Negative Sampling for Link Prediction

lerachel9900 · August 11, 2020, 6:18pm

I’m utilizing GNN for link prediction in protein. For example, my current graph is a uni-directed connected graph starting from a beginning atom all the way to an ending atom. There is only one way to traverse the graph. You can think of it as a link list. The dataset would contain thousands of protein graph. I expect to train on multiple disconnected graphs then test the model on unseen graphs (only nodes, the GNN does the linking)

In this case, there are only (# nodes - 1) possible edges. However, the amount of negative edges are huge. I’m reading about EdgeSampler from https://docs.dgl.ai/en/0.4.x/api/python/sampler.html but still unsure the best settings for my case?

Does anyone have any suggestion for link prediction, especially strategies for negative sampling?

Thank you!

mufeili · August 13, 2020, 7:22pm

In terms of graph topology, essentially you want to predict links for chains. I don’t think GNNs will work well for chains as there is little information in graph structure. If I am going to tackle this problem myself, I will probably start with some generative models that generate chains from a random root.
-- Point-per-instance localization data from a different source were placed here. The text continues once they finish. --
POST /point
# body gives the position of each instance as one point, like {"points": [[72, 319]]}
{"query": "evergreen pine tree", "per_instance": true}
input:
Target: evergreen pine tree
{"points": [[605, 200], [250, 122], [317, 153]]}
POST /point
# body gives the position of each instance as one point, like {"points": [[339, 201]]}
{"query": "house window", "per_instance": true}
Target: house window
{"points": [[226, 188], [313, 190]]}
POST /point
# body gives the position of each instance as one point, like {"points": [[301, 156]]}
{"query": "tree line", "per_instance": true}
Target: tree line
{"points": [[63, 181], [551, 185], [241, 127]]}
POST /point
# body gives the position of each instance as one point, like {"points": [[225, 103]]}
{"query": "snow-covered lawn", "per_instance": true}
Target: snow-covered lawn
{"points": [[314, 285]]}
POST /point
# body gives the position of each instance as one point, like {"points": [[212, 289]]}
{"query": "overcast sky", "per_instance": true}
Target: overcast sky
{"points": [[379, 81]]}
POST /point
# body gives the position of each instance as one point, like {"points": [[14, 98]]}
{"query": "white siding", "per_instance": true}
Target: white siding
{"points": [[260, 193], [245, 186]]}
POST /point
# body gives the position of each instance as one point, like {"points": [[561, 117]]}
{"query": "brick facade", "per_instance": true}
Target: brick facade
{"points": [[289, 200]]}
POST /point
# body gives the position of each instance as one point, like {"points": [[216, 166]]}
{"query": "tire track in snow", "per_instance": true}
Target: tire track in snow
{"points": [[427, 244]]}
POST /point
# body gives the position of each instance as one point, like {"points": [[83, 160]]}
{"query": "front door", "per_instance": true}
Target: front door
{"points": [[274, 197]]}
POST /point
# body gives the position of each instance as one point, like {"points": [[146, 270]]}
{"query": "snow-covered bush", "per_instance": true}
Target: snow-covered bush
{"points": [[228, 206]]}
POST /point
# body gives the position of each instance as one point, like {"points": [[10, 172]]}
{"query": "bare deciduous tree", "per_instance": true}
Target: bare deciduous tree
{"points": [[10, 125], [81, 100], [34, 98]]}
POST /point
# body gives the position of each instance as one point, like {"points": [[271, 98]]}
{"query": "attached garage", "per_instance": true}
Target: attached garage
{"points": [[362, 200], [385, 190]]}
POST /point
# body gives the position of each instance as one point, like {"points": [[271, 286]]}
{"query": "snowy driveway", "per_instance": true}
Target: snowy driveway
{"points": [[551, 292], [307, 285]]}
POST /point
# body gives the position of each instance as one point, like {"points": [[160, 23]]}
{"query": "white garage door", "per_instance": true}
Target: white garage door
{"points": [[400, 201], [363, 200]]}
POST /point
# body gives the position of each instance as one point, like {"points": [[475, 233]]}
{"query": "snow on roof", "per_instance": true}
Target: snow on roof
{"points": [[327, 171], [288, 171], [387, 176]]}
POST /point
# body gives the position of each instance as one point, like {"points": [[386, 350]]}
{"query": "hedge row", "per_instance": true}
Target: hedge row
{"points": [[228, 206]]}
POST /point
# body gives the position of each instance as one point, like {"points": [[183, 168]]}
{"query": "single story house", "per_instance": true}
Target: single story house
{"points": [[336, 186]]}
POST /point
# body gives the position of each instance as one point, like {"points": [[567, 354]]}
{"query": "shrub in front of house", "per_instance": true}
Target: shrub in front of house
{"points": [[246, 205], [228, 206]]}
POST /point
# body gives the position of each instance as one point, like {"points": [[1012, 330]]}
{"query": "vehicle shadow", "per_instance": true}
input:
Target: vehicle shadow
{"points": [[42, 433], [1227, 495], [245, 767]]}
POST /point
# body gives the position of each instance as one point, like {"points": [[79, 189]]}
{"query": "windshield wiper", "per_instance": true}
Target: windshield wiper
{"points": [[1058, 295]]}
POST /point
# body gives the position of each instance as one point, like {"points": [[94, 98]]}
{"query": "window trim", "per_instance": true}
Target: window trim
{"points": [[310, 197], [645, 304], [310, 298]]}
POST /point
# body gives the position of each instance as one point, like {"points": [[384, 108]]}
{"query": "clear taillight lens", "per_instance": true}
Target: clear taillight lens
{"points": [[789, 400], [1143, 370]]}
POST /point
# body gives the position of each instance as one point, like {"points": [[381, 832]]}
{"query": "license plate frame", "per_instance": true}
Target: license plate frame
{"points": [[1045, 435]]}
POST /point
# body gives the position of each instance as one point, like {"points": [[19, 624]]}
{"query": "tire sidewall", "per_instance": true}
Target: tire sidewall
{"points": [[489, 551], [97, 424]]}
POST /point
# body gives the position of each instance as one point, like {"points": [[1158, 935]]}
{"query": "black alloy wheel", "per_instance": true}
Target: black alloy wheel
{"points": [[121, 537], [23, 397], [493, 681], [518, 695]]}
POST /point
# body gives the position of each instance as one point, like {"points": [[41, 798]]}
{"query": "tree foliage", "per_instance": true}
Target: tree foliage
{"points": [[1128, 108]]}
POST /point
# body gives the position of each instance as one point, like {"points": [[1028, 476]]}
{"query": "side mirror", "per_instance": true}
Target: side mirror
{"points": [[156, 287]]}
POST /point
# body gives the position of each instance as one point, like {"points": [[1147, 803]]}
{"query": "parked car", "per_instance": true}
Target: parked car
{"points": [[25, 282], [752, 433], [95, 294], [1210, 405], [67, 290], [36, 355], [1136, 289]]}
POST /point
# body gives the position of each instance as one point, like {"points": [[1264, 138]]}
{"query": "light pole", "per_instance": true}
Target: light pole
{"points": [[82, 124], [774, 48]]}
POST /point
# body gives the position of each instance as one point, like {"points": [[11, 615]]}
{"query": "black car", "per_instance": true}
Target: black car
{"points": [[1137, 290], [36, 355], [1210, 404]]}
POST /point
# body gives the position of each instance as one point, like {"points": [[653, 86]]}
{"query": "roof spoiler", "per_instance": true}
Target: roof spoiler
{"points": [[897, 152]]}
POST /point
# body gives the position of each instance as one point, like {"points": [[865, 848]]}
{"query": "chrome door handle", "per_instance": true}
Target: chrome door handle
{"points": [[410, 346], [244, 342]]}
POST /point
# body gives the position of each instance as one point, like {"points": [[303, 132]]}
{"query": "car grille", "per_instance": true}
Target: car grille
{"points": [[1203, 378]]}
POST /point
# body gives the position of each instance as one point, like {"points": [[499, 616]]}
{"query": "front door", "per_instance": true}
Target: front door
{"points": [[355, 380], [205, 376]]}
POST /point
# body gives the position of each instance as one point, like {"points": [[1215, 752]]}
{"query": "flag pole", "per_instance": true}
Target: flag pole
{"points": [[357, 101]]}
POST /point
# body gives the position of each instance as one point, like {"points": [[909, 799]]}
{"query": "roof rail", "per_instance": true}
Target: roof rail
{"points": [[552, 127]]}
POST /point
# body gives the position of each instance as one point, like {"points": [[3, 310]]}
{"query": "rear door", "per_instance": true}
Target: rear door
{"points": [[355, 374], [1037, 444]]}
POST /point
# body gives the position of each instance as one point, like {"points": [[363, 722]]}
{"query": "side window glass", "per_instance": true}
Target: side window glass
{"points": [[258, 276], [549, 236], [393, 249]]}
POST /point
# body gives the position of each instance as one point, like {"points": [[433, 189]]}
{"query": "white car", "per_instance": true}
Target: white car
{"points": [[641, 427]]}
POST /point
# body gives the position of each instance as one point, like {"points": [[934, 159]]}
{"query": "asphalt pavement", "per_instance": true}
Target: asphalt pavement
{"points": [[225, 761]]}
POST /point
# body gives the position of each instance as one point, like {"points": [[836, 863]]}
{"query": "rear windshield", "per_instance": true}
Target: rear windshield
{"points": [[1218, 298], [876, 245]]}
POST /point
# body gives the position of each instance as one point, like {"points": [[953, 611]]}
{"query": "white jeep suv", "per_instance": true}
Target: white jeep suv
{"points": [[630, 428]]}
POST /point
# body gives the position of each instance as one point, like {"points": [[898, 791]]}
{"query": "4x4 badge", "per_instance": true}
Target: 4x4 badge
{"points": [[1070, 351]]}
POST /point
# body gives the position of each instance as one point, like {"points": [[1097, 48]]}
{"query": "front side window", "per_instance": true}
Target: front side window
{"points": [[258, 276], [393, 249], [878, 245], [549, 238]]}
lerachel9900 · August 13, 2020, 7:39pm

How about RGCN example from DGL? I’ve been looking at the code.

My team builds a product to predict locations of all atoms in a protein from a protein density maps with high accuracy. However, connecting all the atoms together into a chain that matches the protein 1D sequence is difficult and currently it is done manually (non ML approach). So I want to try training GNN to connect the atoms for me.

With Generative model, I can also feed it a bunch of nodes (as atoms) and it will generate the links between those atoms? We also don’t know the beginning and end of the protein’s atoms chain. So using a random root means the graph has to be nondirected.

mufeili · August 14, 2020, 4:32am

RGCN requires multiple types of edges. Do you have that in your case? Even you do have multiple relations, GNNs tend to be little help in the case of chains.

Since you have predicted locations of atoms, can we assume that only atoms that are close can be connected? If so the pairwise distance between atoms may be used as some features.

For generative models, you can sequentially pick the node to connect for another node. You can refer to some sequence generation literature for ideas, e.g. GraphRNN.